Pubblichiamo la rubrica di Marina Corradi contenuta nel numero di Tempi in edicola (vai alla pagina degli abbonamenti)
Milano, febbraio. «E mi raccomando, signora, appena può faccia dello sport». Era inevitabile, convalescente e quasi immobile come sono da oltre un mese, che il dottore me lo dicesse. È da tutta la vita, d’altronde, che mi dicono che devo fare sport.
Da ragazza, io ci ho volonterosamente provato. A cominciare dalla pallacanestro. Solo che ero, a dodici anni, esile e ancora piccola di statura, e le mie compagne tutte più alte e forti di me. Quando mi ritrovavo con la palla fra le mani, in un istante arrivavano due avversarie grandi e grosse, e giù botte finché non mollavo la preda. Di modo che sviluppai un riflesso pavloviano: come toccavo la palla, cercavo di disfarmene. Semplice istinto di conservazione. Con la pallavolo fu un fallimento, da cui mi derivò una generica avversione a inseguire qualsiasi tipo di palla, o pallina.
Tentai lo sci, ma la neve e il gelo e il ghiaccio mi immalinconivano, e mi irrigidivo sui pendii, mentre il maestro mi insultava. Poi ci pensò il mio futuro marito, a portarmi in cima a una pista nera ghiacciata, in una memorabile domenica. Venni giù rotolando e imprecando, e arrivata alla stazione dello skilift, furiosa, gli annunciai che lo lasciavo. Dopo lo perdonai e lo sposai, però sugli sci non ho più rimesso piede.
La vela, anche, che mi pareva uno sport così poetico, mi attrasse, fino a quando in una virata il boma con la forza di una mazza da baseball non mi sfiorò la testa, rischiando di ammazzarmi, e capii che anche per la vela non ero portata.
Tentai con l’equitazione: i cavalli mi piacevano. Purtroppo, io non piacevo a loro.

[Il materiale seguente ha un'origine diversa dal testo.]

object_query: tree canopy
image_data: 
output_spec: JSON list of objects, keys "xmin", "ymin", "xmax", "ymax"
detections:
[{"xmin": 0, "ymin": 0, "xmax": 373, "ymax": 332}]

Come montavo in sella il cavallo dava segni di avversione alla mia presenza, sussultava, scuoteva la groppa; poi, seccato, decideva di ignorare del tutto i miei comandi. I cavalli degli altri allievi trottavano, il mio brucava l’erba, oppure partiva al galoppo cercando di disarcionarmi. Smisi, dunque, per incompatibilità di carattere con i cavalli.
Che cosa resta? Nuotare mi piace, ma solo nel mare e per i fatti miei, e camminare, anche, meglio in montagna, purché non mi si stressi con misuratori di passi o altri marchingegni. Vedo per Milano un proliferare di fitness club, in cui la gente ansima sulle cyclette e i tapis roulant. So che sono felici, anche se a me paiono dei forzati.

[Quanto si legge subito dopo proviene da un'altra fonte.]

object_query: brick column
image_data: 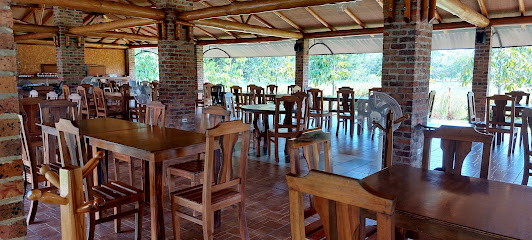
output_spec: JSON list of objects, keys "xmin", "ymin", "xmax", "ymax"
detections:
[
  {"xmin": 471, "ymin": 27, "xmax": 492, "ymax": 120},
  {"xmin": 296, "ymin": 39, "xmax": 309, "ymax": 89},
  {"xmin": 0, "ymin": 0, "xmax": 26, "ymax": 239},
  {"xmin": 195, "ymin": 45, "xmax": 205, "ymax": 90},
  {"xmin": 126, "ymin": 48, "xmax": 137, "ymax": 80},
  {"xmin": 54, "ymin": 7, "xmax": 86, "ymax": 87},
  {"xmin": 156, "ymin": 0, "xmax": 197, "ymax": 130},
  {"xmin": 382, "ymin": 0, "xmax": 432, "ymax": 166}
]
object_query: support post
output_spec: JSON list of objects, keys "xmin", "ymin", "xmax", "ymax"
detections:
[
  {"xmin": 471, "ymin": 27, "xmax": 492, "ymax": 121},
  {"xmin": 382, "ymin": 0, "xmax": 432, "ymax": 166}
]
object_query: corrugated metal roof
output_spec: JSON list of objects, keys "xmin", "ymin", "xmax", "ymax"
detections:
[{"xmin": 204, "ymin": 25, "xmax": 532, "ymax": 57}]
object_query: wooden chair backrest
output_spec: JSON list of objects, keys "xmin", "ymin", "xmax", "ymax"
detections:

Insomma, lo sport è, certamente, una cosa meravigliosa, ma io no, dottore, io non sono proprio portata. Inoltre penso che i miei nonni, senza sport ma andando a piedi e mangiando meno, vivevano benissimo. Passo per strada davanti alle vetrine delle palestre con i clienti paonazzi e il respiro affannoso, e sorrido lieta. Se diventerò vecchia, penso, alla mia morte voglio un epitaffio sulla mia tomba: «È arrivata a ottant’anni, e non ha mai fatto alcuno sport».